FDA has published a series of guidance documents over the last decade focusing on cybersecurity, most recently in 2018. These guidance documents acknowledge that residual risks are unavoidable and that certain acceptance criteria for risks must be established for medical devices to be deemed “trustworthy.”

FDA vaguely defines “trustworthy” medical devices, Yoo and Lee argue, as ones that “(1) are reasonably secure from cybersecurity intrusion and misuse; (2) provide a reasonable level of availability, reliability, and correct operation; (3) are reasonably suited to performing their intended functions; and (4) adhere to generally accepted security procedures.”

What is reasonable is largely up to the manufacturers to decipher when attempting to design safe but innovative products to bring forth for FDA review.

Yoo and Lee explore various methods of cost-benefit analyses that the agency could adopt to fill this regulatory gap. The first hurdle, however, will be convincing FDA that it has the authority to consider non-therapeutic factors, such as increased prices or development costs, at all.

The agency’s authorizing statute, the Federal Food, Drug, and Cosmetic Act (FDCA), tasks it with ensuring device safety and effectiveness by “weighing any probable benefit to health from the use of the device against any probable risk of injury or illness from such use.” Although the statute does not explicitly prohibit economic considerations, as a matter of policy, FDA bases its benefit-risk assessments solely on scientific determinants.

FDA disclaims the possibility of disapproving a device or therapy on the basis of its cost. Yoo and Lee argue, however, that judicial precedent, statutory interpretation, and the agency’s own policies do not preclude economic considerations, even if the agency has yet to act on them.

Judicial precedent in which the U.S. Supreme Court has struck down cost considerations, such as Whitman v. American Trucking Associations, produced carveouts to avoid compliance with rules or standards altogether. In the case of medical device cybersecurity, the cost-benefit analysis would supplement FDA’s “reasonable assurance of safety and effectiveness” standard.

Statutory silence and ambiguity in the FDCA also lean toward permissibility, Yoo and Lee argue. They claim that because the FDCA does not overtly rule out consideration of cost, FDA’s decision to read “reasonable assurance of safety and effectiveness” to include cost considerations should be granted judicial deference.

In fact, another agency has successfully interpreted silence in its authorizing statute to use a cost-benefit test: the Federal Trade Commission (FTC). The Federal Trade Commission Act explicitly tasks the FTC with “preventing and penalizing unfair and deceptive practices.” In deciding whether conduct is unfair or permissible because it is balanced by “benefits to consumers or competition,” the FTC does consider economic costs.

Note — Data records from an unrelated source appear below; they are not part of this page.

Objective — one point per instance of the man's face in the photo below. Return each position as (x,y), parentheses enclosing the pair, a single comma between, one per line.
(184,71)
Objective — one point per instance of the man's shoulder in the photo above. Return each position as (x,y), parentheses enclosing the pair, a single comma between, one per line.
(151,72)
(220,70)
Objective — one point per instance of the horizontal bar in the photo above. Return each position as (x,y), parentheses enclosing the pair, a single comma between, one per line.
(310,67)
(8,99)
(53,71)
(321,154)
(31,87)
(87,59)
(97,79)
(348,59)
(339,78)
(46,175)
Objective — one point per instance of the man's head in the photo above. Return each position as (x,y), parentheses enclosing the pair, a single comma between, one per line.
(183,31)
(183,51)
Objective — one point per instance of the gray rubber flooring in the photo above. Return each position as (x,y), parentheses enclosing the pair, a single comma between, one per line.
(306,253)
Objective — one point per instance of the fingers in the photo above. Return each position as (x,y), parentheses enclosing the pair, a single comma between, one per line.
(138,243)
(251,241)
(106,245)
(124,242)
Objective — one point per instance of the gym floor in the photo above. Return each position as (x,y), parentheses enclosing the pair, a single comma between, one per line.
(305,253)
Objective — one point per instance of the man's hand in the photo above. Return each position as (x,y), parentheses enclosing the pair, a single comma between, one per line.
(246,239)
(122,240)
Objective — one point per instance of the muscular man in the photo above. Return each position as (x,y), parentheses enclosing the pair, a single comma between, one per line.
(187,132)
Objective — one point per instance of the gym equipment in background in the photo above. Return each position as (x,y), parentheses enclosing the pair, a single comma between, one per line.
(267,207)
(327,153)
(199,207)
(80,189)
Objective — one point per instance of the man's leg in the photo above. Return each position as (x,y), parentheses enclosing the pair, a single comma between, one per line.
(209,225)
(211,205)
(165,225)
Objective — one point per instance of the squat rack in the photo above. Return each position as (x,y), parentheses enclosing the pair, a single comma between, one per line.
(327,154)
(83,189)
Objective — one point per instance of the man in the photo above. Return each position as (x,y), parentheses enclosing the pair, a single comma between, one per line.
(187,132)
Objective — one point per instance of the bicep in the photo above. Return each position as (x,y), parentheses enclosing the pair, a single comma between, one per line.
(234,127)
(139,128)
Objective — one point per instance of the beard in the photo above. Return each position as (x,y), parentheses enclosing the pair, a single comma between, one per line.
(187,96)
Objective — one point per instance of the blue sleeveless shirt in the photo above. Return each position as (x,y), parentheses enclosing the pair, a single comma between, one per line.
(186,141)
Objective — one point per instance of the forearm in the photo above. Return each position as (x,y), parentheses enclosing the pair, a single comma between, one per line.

When translated to medical device cybersecurity, a test similar to that employed by the FTC would assess the costs and benefits of the decision to add or omit a particular cybersecurity safety feature to a given device. The benefits of reduced costs and improved functionality on one hand must outweigh the cost of the increased security risk on the other, according to Yoo and Lee. A cybersecurity feature that offers minimal improvement to safety but at excessive cost would not be necessary for the “reasonable assurance of safety,” they say.

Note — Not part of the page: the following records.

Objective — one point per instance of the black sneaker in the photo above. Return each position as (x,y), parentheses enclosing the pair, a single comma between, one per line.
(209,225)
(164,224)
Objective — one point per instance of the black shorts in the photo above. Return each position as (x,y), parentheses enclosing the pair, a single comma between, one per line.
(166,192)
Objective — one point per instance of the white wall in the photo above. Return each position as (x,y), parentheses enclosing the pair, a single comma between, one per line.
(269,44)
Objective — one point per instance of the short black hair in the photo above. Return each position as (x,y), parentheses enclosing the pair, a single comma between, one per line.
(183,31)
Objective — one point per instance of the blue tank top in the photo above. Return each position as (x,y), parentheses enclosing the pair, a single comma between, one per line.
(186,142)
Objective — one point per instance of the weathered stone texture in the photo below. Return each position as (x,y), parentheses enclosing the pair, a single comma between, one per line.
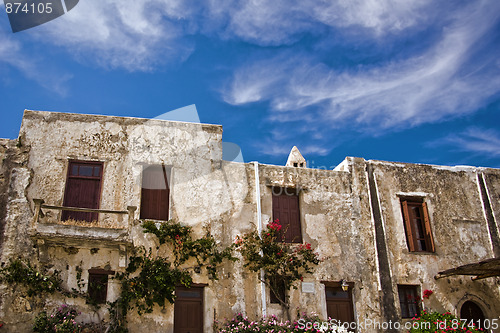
(336,213)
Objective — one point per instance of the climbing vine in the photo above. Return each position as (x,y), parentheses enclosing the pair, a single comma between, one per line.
(151,280)
(24,273)
(283,263)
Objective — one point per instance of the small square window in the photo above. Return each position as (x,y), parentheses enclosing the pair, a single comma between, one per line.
(286,211)
(417,226)
(155,193)
(409,301)
(98,285)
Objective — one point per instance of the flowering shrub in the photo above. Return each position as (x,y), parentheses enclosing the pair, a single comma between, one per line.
(435,322)
(306,324)
(283,263)
(61,321)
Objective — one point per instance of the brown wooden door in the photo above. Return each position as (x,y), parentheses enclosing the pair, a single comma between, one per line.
(339,304)
(286,210)
(83,189)
(188,310)
(155,193)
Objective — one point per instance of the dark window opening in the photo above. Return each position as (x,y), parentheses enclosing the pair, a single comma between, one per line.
(409,301)
(417,226)
(286,211)
(155,193)
(471,312)
(188,310)
(83,190)
(339,304)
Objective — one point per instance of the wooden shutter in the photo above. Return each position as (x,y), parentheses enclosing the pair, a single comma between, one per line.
(408,226)
(155,193)
(83,189)
(286,210)
(428,233)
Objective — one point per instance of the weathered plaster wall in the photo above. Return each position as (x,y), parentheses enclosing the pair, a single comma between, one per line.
(335,209)
(205,192)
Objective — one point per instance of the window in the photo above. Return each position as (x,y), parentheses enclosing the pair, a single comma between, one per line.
(409,301)
(83,189)
(98,285)
(286,210)
(188,310)
(155,193)
(280,289)
(417,226)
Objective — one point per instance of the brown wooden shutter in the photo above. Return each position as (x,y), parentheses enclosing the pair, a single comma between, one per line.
(155,193)
(83,189)
(428,233)
(286,210)
(98,287)
(408,226)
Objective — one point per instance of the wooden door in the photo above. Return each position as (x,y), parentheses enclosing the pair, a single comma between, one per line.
(83,189)
(286,210)
(188,310)
(339,304)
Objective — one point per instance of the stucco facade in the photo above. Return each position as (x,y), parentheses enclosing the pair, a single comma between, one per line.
(351,215)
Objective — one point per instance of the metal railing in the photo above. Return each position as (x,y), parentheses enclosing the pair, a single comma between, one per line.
(40,204)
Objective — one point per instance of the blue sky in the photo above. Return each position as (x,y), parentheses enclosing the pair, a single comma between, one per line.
(396,80)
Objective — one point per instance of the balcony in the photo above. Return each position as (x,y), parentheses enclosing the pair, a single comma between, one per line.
(110,229)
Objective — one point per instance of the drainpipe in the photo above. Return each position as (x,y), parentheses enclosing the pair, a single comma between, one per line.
(259,229)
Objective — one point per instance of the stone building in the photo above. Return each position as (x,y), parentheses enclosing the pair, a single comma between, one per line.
(386,231)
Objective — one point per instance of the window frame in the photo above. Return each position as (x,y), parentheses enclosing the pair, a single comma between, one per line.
(410,225)
(167,172)
(406,302)
(65,214)
(101,276)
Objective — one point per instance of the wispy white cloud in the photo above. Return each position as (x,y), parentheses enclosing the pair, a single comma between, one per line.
(442,82)
(12,54)
(128,34)
(475,140)
(279,22)
(143,35)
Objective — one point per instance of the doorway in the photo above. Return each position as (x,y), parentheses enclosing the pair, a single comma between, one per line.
(188,310)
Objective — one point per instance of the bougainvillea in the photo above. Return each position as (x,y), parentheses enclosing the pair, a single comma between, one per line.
(283,263)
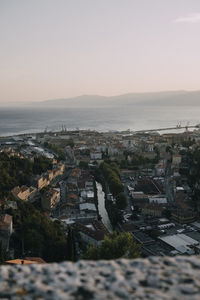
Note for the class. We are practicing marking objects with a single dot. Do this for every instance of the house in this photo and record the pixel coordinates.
(95, 155)
(153, 209)
(50, 198)
(184, 216)
(21, 193)
(24, 193)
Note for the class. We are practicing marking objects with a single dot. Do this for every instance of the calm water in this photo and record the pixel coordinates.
(27, 119)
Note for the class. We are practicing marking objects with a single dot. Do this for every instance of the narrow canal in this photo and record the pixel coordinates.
(101, 206)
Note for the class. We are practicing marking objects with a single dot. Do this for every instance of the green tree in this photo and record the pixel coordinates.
(116, 245)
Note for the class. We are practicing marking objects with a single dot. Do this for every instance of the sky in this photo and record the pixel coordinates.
(64, 48)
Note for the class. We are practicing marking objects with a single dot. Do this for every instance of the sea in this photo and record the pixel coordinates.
(27, 119)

Yoo and Lee explore other methodologies of cost-benefit analysis including the risk-utility calculus used in medical device product liability tort litigation and incremental cost effectiveness ratios common in health care economics contexts. Yoo and Lee recommend, however, that FDA establish a cost-benefit framework resembling the FTC’s unfair conduct evaluation, as it is easiest to administer and provides the most robust legal justification for FDA’s authority to consider economic costs in assessing medical devices.

No matter what path the agency takes, as long as 100 percent cybersecurity remains out of reach, the level of acceptable safety should be determined by some form of cost-benefit test, Yoo and Lee conclude.